• batıl inançlar ve emperyalizm işbirliği ile hep birlikte yok etmekte olduğumuz ülkedir. malum somali kıtlık içerisinde, ancak şöyle ufak bir araştırma yaptığınızda durumun sanılandan biraz daha farklı olduğu görülüyor. somali kıyıları balık açısından dünyanın en zengin bölgelerinden biri (http://www.nationsencyclopedia.com/…ia-fishing.html). ancak kabile liderleri balık yemeyi yasaklamış durumda ve halk balık tüket(e)miyor (http://en.wikipedia.org/…drink#fish)...n%c3%bcfusun sadece %1'i balıkçılık yapıyor ve komik paralar elde ediyorlar. bir diğer husus ise, somali'nin kıta sahanlığının bir türlü (!) diğer ülkeler tarafından tanınmaması ve ihlal edilmesi (http://www.afrika.no/detailed/19917.html). hatta "korsanlık" olarak gördüğümüz aktiviteler bile bu sebeple başlamış zaten (http://www.timeturk.com/…-ve-korsanlik-gercegi.html). avrupa ve asya'dan gelen gemiler somali kıyılarına çok ucuz maliyetlerle zehirli atık bırakıp, büyük miktarlarda ve kontrolsüzce balıkçılık yaparak hem somali'nin doğal kaynaklarına hem de insanlarına verebilecekleri en büyük zararı veriyorlar.

    şimdi lütfen bana söyler misiniz, bir yandan çalıp bir yandan yardım yapmanın neresi etik, neresi onurlu?
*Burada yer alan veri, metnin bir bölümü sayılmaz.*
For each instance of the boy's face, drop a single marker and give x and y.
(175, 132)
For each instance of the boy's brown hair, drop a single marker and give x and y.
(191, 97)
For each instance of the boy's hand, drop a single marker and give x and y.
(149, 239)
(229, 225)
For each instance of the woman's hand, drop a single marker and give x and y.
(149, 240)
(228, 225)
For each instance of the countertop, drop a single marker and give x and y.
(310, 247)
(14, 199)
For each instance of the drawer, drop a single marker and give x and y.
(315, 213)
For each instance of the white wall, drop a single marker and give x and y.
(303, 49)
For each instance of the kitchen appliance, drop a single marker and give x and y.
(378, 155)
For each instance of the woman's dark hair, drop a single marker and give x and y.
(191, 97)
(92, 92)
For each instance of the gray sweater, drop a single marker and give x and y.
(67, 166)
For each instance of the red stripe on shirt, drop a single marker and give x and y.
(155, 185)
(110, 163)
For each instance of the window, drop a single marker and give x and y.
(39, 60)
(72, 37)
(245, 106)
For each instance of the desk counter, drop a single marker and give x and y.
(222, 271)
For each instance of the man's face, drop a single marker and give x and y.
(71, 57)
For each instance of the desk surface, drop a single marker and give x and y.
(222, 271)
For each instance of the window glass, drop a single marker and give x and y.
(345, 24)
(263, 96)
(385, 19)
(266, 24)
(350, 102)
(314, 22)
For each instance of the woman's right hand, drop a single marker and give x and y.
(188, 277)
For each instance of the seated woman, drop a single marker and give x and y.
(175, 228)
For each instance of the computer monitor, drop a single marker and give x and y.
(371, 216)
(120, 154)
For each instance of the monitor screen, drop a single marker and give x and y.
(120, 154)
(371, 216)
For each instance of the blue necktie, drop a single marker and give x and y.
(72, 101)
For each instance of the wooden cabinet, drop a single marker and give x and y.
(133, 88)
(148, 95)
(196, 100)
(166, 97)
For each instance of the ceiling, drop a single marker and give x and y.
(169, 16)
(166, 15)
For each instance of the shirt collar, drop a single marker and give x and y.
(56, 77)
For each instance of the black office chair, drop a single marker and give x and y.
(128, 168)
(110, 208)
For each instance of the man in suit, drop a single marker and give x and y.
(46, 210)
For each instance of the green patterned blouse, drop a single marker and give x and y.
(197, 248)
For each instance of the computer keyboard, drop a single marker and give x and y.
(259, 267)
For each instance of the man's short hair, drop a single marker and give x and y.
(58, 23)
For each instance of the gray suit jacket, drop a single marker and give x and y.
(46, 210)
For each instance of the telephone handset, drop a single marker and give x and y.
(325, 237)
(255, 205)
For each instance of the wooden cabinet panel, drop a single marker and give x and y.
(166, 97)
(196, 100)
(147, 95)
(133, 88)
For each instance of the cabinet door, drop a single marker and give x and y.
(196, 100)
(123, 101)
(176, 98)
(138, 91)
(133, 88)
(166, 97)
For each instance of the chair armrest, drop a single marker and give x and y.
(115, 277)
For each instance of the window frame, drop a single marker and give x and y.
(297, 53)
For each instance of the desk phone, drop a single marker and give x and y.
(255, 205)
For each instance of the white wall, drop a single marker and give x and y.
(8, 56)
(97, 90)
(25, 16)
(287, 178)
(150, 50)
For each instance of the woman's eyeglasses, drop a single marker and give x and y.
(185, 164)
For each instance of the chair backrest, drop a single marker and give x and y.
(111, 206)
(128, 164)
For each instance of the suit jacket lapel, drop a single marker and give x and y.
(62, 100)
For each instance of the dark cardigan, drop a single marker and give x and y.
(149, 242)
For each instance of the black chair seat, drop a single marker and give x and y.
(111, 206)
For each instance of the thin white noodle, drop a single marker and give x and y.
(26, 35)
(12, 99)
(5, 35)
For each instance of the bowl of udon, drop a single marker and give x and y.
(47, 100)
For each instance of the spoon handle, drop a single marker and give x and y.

    edit: "din" kelimesini "batıl inanç" ile değiştirdim, çünkü kabilelerin balık yasağının dinsel inançlara dayandığına ilişkin bir bulguya rastlamadım.
  • bence dünyanın en şanslı insanlarından biriyim. çünkü somalili tanıdıklarım var. hatta şimdi tanıdık demek eksik kalır, kardeşlerim var.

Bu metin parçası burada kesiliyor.